Un important dispositif mobilisant plus d’une soixantaine de militaires est alors mis en place. Sont engagés les Pelotons de surveillance et d’intervention de la gendarmerie (PSIG) de Nantes, d’Ancenis-Saint-Géréon, de Châteaubriant et de Redon, ainsi qu’une trentaine d’enquêteurs et de Correspondants nouvelles technologies (CNTECH). À 6 heures, les placements en garde à vue sont prononcés.
Après plusieurs heures, le mis en cause principal reconnaît les faits. Il admet avoir fui sans prévenir les secours, car son véhicule n’était pas assuré. Il reconnaît également avoir fumé une dizaine de joints de cannabis lors du réveillon. Après 48 heures de garde à vue, il est présenté au juge d’instruction, qui prononce sa mise en examen. Il est alors immédiatement incarcéré.
Un engagement collectif fort
Le 1er janvier 2020, rien ne laissait présager un tel dénouement. Durant neuf mois, les militaires ont effectué un travail de fourmi, afin de confondre l’auteur de l’accident mortel. Chaque unité du groupement de gendarmerie de Loire-Atlantique, et même certaines d’Ille-et-Vilaine, ont été mises, à un moment ou à un autre, à contribution. Si l’implication a été totale, des militaires de terrain au commandant de la région Pays-de-la-Loire, les magistrats ont également souligné la qualité de la procédure.

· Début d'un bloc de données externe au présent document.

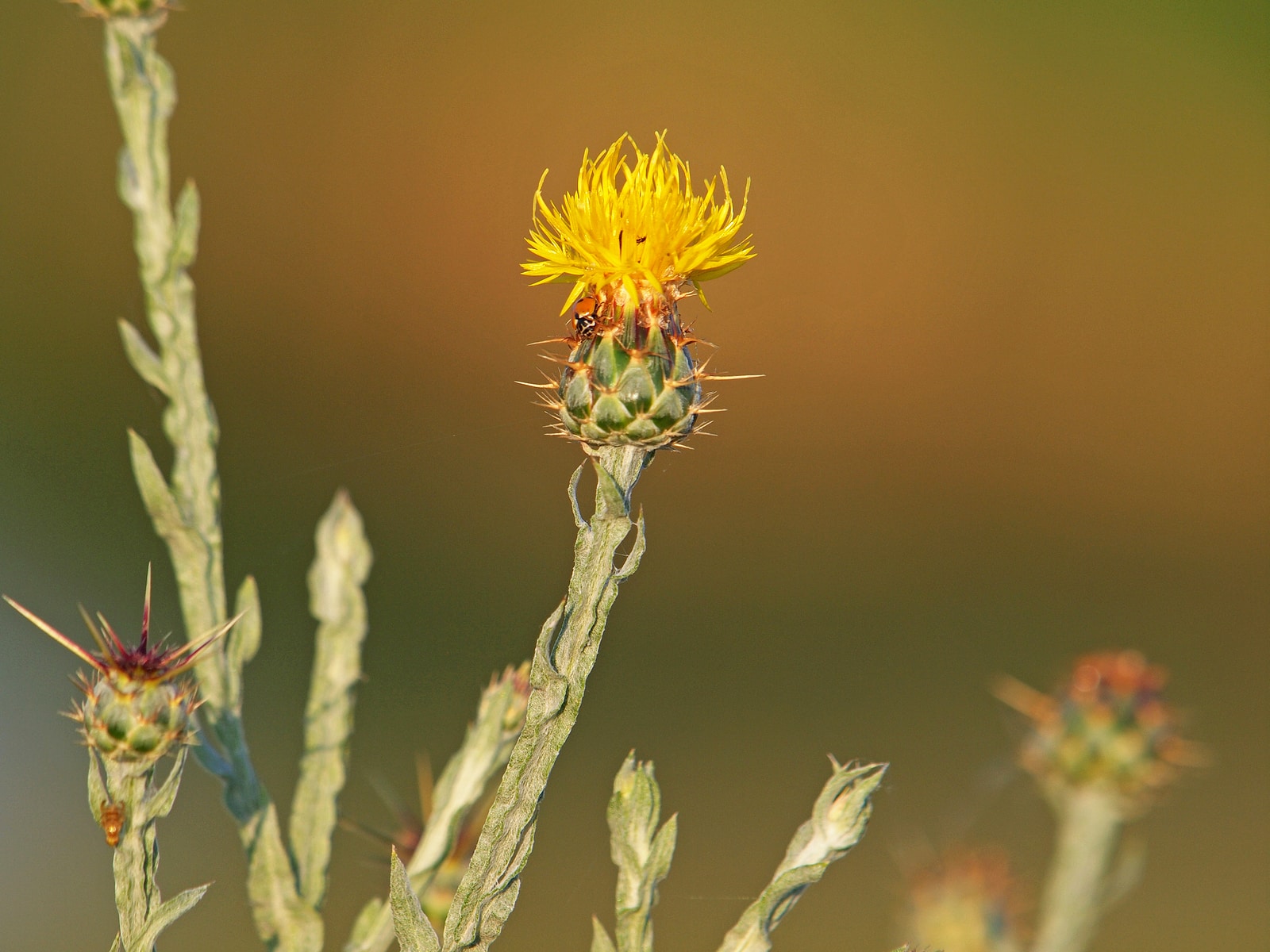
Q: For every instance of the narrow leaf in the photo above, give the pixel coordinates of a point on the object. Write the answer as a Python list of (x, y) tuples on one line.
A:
[(337, 602), (144, 361), (838, 820), (159, 803), (184, 244), (168, 913), (243, 641), (414, 932), (600, 939)]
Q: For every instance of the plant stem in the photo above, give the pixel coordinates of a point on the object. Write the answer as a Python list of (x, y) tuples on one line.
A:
[(186, 509), (1089, 829), (563, 659), (127, 793)]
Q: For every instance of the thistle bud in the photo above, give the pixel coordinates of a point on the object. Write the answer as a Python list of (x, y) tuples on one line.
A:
[(135, 710), (633, 241), (968, 901), (1105, 727)]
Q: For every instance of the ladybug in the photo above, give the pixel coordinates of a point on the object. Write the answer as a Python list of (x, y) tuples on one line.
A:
[(112, 823)]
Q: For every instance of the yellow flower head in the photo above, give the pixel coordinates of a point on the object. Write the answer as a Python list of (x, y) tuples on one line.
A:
[(638, 228)]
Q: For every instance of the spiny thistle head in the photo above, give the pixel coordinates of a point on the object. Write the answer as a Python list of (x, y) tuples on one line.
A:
[(137, 710), (965, 903), (1105, 725), (633, 240)]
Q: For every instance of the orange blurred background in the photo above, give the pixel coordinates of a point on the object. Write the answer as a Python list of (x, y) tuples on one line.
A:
[(1011, 304)]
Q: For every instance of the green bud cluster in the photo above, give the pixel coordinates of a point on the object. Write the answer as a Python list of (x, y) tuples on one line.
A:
[(629, 382), (135, 719)]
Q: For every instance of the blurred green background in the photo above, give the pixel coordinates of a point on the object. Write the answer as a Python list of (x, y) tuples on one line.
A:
[(1011, 304)]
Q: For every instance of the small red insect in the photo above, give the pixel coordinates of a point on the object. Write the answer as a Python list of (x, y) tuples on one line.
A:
[(584, 317), (112, 823)]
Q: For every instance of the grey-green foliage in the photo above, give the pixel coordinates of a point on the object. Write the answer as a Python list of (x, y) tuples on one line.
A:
[(563, 658), (641, 854), (285, 889), (130, 789), (413, 930), (838, 820), (337, 602), (463, 782)]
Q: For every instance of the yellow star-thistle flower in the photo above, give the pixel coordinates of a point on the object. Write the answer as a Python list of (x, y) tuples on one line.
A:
[(639, 228)]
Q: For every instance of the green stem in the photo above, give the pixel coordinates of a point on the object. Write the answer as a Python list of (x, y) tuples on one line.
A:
[(124, 797), (565, 654), (1089, 828), (144, 92), (186, 509)]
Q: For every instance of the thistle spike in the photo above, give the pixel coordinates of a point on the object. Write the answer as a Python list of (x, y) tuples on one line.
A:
[(59, 638)]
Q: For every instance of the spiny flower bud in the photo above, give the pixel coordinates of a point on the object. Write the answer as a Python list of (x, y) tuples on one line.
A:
[(135, 710), (1105, 727), (965, 903), (634, 241)]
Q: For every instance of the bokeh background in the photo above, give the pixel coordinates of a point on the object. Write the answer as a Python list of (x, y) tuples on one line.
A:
[(1011, 304)]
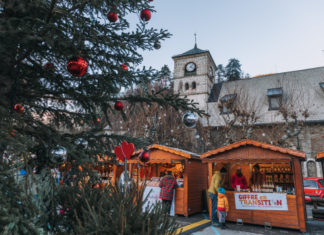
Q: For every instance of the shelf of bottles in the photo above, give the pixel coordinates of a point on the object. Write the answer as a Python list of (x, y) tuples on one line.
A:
[(277, 178)]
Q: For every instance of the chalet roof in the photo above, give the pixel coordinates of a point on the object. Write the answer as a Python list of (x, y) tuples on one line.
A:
[(275, 148), (180, 152), (320, 155)]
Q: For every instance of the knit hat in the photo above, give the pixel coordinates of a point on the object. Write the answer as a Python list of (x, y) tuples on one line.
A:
[(221, 190)]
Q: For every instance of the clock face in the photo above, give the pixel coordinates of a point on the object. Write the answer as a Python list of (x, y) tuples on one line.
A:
[(190, 67)]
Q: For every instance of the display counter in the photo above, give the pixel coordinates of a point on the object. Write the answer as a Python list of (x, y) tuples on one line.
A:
[(190, 173), (273, 185)]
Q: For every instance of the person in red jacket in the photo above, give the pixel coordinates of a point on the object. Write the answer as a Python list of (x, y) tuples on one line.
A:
[(238, 179), (167, 184)]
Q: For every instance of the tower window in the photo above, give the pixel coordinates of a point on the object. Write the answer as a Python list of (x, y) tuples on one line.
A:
[(275, 98)]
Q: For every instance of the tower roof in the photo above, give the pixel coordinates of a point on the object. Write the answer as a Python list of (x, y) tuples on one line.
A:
[(193, 51)]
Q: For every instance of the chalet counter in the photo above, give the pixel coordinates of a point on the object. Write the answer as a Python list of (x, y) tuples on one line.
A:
[(190, 173), (279, 200)]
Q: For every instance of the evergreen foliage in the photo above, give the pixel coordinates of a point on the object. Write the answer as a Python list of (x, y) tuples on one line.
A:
[(233, 70), (61, 110)]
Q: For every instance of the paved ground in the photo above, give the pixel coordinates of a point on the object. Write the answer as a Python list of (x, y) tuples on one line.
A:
[(314, 227)]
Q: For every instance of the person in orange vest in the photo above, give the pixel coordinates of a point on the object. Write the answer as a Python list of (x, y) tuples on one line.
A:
[(222, 207), (212, 192)]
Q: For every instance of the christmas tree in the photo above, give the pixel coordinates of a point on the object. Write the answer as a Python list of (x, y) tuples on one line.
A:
[(64, 65)]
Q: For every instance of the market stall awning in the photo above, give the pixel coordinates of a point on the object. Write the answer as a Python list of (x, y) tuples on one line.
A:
[(260, 145), (176, 151), (320, 155)]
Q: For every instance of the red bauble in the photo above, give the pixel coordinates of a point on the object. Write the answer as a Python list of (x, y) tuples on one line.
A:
[(19, 108), (49, 67), (77, 66), (119, 105), (112, 16), (13, 132), (146, 14), (124, 67), (145, 157)]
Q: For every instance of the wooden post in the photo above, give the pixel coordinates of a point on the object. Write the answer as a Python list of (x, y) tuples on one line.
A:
[(210, 175), (300, 197)]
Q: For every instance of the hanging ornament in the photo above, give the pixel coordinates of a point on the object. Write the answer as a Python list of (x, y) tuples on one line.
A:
[(82, 142), (124, 67), (59, 154), (112, 16), (49, 67), (146, 14), (190, 119), (119, 105), (77, 66), (13, 132), (124, 151), (19, 108), (157, 45), (144, 157)]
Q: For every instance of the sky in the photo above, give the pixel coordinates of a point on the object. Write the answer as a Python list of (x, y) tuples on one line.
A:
[(266, 36)]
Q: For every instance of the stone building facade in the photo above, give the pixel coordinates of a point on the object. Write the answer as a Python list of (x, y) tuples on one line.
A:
[(299, 94)]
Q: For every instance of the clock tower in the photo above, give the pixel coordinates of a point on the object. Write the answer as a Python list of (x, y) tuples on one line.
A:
[(194, 75)]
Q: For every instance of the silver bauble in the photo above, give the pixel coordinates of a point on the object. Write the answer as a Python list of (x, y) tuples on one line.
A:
[(190, 119), (82, 142)]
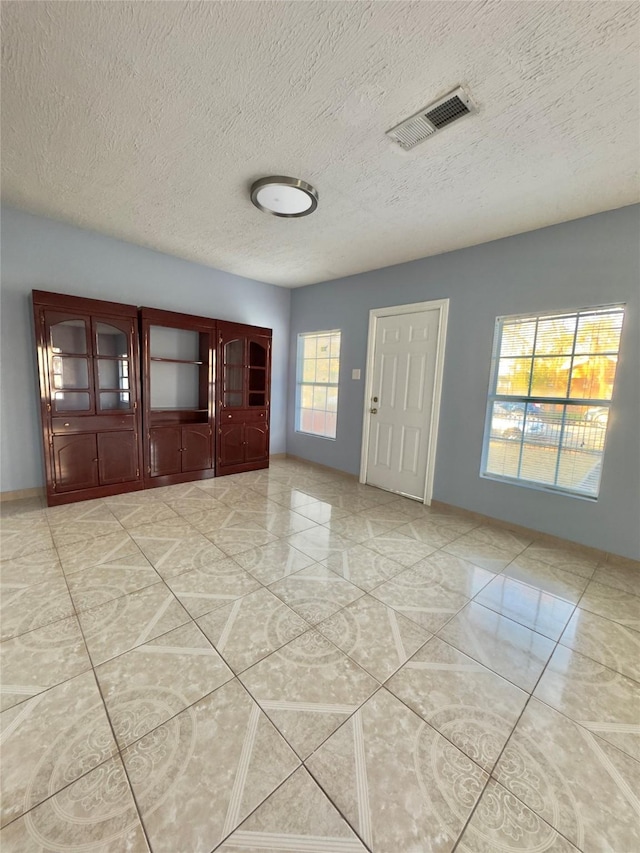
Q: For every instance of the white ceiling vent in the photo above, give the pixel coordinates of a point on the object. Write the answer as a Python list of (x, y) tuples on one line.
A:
[(425, 123)]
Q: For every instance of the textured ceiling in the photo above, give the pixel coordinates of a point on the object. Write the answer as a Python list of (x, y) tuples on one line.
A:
[(148, 121)]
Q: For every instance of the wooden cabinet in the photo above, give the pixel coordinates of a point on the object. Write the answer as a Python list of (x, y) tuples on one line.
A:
[(89, 393), (179, 396), (244, 371), (201, 409)]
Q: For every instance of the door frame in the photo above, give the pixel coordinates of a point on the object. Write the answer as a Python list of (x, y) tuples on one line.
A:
[(442, 307)]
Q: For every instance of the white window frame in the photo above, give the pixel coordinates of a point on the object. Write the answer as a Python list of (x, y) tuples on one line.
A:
[(300, 382), (494, 397)]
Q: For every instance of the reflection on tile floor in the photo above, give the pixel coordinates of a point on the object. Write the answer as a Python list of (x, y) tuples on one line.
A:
[(289, 660)]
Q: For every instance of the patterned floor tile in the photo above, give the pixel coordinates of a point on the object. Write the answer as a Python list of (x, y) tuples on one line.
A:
[(322, 513), (293, 498), (453, 573), (466, 702), (414, 594), (130, 621), (100, 584), (455, 523), (34, 662), (510, 649), (81, 522), (272, 562), (51, 740), (502, 823), (308, 688), (203, 590), (551, 579), (106, 549), (425, 531), (615, 646), (579, 784), (198, 776), (32, 568), (358, 528), (25, 608), (145, 687), (209, 519), (363, 567), (19, 539), (319, 543), (392, 513), (580, 561), (615, 604), (386, 748), (316, 592), (624, 576), (283, 522), (490, 548), (603, 701), (297, 816), (137, 513), (374, 635), (173, 547), (235, 540), (527, 605), (95, 814), (252, 627), (396, 546)]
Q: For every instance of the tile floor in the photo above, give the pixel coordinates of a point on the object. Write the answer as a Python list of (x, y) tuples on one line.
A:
[(288, 661)]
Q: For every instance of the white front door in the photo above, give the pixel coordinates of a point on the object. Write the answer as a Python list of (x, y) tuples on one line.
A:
[(401, 402)]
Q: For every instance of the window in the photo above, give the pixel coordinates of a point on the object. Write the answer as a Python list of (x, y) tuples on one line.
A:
[(318, 370), (550, 394)]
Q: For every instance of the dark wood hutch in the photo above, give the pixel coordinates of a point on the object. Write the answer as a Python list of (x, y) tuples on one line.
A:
[(88, 363), (193, 403)]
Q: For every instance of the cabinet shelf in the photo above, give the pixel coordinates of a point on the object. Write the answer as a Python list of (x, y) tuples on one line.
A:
[(174, 360)]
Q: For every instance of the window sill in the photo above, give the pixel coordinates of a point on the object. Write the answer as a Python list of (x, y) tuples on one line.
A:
[(539, 487), (316, 435)]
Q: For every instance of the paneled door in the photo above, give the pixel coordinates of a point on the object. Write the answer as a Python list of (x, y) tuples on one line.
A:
[(400, 408)]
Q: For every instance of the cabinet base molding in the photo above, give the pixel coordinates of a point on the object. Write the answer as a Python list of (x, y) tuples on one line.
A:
[(173, 479), (54, 499), (22, 494), (223, 470)]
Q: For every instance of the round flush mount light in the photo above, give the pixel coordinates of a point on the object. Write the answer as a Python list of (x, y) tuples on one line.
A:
[(281, 196)]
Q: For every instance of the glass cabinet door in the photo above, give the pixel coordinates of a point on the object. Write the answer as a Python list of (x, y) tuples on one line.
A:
[(232, 373), (113, 365), (258, 371), (69, 367)]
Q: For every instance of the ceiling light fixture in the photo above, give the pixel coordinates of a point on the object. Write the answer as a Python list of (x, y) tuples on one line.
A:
[(281, 196)]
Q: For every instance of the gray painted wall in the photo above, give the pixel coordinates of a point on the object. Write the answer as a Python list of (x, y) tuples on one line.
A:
[(586, 262), (46, 255)]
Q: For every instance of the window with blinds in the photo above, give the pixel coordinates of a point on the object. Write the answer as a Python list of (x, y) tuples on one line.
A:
[(317, 386), (552, 380)]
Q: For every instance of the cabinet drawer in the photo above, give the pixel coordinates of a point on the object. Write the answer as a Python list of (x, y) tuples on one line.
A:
[(236, 416), (92, 423)]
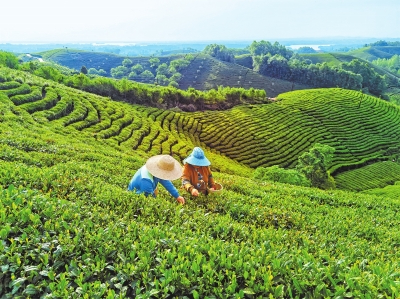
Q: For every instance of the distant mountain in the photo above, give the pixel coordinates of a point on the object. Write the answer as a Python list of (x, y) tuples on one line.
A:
[(375, 52), (203, 73)]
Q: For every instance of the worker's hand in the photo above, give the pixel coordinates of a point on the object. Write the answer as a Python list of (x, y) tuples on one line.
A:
[(195, 192), (181, 200)]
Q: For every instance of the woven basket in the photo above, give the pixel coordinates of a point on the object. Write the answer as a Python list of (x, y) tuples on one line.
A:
[(217, 189)]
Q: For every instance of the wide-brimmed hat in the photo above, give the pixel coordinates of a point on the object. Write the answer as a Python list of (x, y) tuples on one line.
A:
[(164, 167), (197, 158)]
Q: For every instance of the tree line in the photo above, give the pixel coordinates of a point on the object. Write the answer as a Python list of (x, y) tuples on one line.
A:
[(139, 93), (275, 60)]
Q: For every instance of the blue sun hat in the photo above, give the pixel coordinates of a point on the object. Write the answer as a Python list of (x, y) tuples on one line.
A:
[(197, 158)]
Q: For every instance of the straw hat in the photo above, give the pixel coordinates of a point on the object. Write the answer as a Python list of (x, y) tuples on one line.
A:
[(164, 167), (197, 158)]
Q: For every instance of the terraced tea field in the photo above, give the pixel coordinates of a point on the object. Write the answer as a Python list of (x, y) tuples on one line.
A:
[(360, 128), (70, 229), (206, 72)]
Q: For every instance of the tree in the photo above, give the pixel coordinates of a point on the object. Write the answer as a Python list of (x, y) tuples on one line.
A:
[(84, 70), (154, 62), (9, 60), (126, 62), (119, 71), (220, 52), (162, 69), (314, 165), (137, 68), (147, 75)]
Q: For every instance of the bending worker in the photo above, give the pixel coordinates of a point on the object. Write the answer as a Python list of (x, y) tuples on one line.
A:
[(197, 176), (158, 169)]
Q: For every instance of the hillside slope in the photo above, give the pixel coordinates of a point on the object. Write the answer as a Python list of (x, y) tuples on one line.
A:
[(361, 128), (203, 73), (206, 72), (69, 228), (374, 52)]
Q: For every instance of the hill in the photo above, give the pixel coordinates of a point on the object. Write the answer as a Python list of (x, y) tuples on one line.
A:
[(374, 52), (75, 59), (68, 227), (203, 73), (206, 72)]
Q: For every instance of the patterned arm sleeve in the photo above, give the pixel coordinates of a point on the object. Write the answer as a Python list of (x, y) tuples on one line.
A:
[(187, 185)]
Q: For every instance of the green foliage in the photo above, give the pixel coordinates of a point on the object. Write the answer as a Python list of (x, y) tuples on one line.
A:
[(127, 62), (69, 227), (281, 175), (84, 70), (220, 52), (9, 60), (48, 72), (154, 62), (100, 72), (373, 176), (315, 163), (265, 47), (137, 68), (147, 75)]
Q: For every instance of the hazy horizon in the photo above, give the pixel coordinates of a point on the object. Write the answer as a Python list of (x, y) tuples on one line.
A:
[(180, 21)]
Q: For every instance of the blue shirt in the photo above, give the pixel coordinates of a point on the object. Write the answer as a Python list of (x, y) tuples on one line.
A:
[(144, 182)]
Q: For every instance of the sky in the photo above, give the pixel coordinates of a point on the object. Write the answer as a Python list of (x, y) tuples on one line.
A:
[(195, 20)]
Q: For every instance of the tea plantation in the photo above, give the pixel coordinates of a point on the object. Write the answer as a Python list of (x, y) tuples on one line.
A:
[(70, 229)]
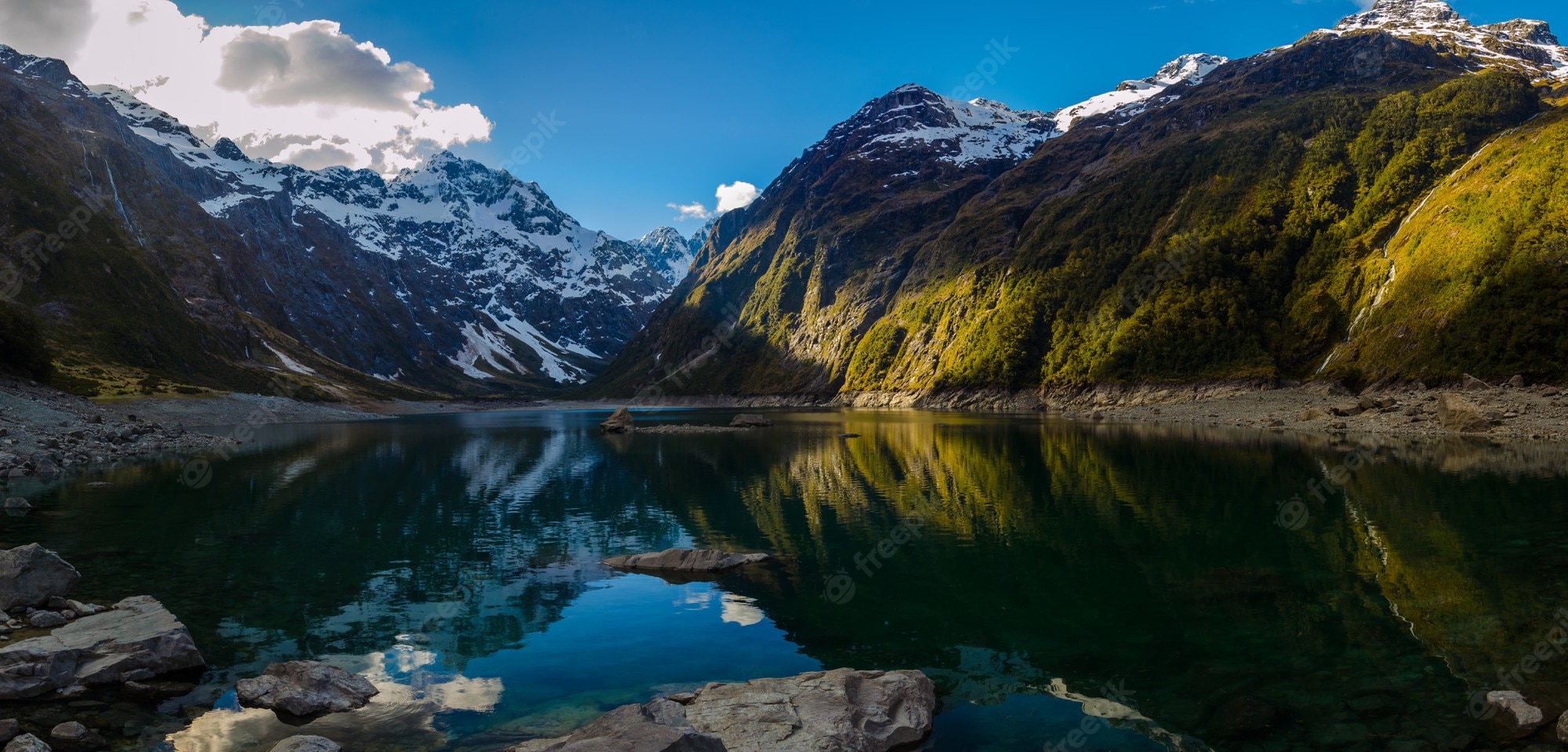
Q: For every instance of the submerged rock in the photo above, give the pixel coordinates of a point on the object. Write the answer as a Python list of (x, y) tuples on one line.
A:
[(1511, 717), (307, 688), (620, 422), (27, 743), (32, 574), (307, 745), (134, 641), (826, 712), (688, 560)]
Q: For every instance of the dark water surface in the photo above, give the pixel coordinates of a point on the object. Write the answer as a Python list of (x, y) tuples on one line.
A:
[(1025, 563)]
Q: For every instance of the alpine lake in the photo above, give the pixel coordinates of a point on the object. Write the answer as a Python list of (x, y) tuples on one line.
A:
[(1227, 588)]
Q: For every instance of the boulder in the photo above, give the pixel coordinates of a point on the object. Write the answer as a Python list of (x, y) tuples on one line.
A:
[(307, 745), (46, 619), (630, 728), (307, 688), (826, 712), (32, 574), (27, 743), (136, 640), (1472, 383), (1511, 717), (1459, 414), (70, 732), (688, 560), (620, 422)]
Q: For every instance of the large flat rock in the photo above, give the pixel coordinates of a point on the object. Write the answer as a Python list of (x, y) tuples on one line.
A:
[(688, 560), (136, 640), (841, 710)]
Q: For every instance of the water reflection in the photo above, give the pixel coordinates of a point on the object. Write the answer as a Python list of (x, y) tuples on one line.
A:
[(456, 563)]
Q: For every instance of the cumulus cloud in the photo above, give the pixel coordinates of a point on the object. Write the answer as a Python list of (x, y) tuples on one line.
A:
[(738, 194), (733, 196), (302, 93), (56, 28), (694, 210)]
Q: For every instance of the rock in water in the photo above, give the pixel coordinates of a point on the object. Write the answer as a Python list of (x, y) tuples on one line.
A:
[(1512, 717), (136, 640), (620, 422), (1459, 414), (27, 743), (688, 560), (307, 745), (32, 574), (827, 712), (630, 728), (307, 688)]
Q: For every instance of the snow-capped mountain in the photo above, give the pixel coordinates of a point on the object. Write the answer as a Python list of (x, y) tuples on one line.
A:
[(1133, 97), (1523, 44), (672, 252), (528, 290)]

« Le fait que l’on mette la main sur l’auteur est le fruit d’un travail partagé. Tout le monde a apporté sa pierre à l’édifice, par ses compétences, ses connaissances, sa disponibilité… Ces neuf mois d’enquête ont été une belle expérience en matière de travail de groupe, de partage de technicités, mais surtout de confiance, d’abord entre les militaires eux-mêmes, mais également entre les enquêteurs et le commandement », livre l’adjudant-chef Luc, dont le sentiment est également partagé par l’adjudant Florian.
Cet engagement collectif a d’ailleurs été félicité par le commandant de l’EDSR, qui a souligné le travail de longue haleine mené par les enquêteurs du P.Mo. de Nozay et de la B.R. d’Ancenis-Saint-Géréon, mais également l’investissement de l’ensemble des militaires du groupement qui, en assurant les missions quotidiennes, ont permis à ces derniers de se concentrer sur cette enquête complexe. À ce jour, cette dernière n’est pas clôturée, mais les enquêteurs éprouvent déjà un soulagement d’avoir pu mettre la main sur l’auteur et ainsi apporter une réponse aux familles des victimes.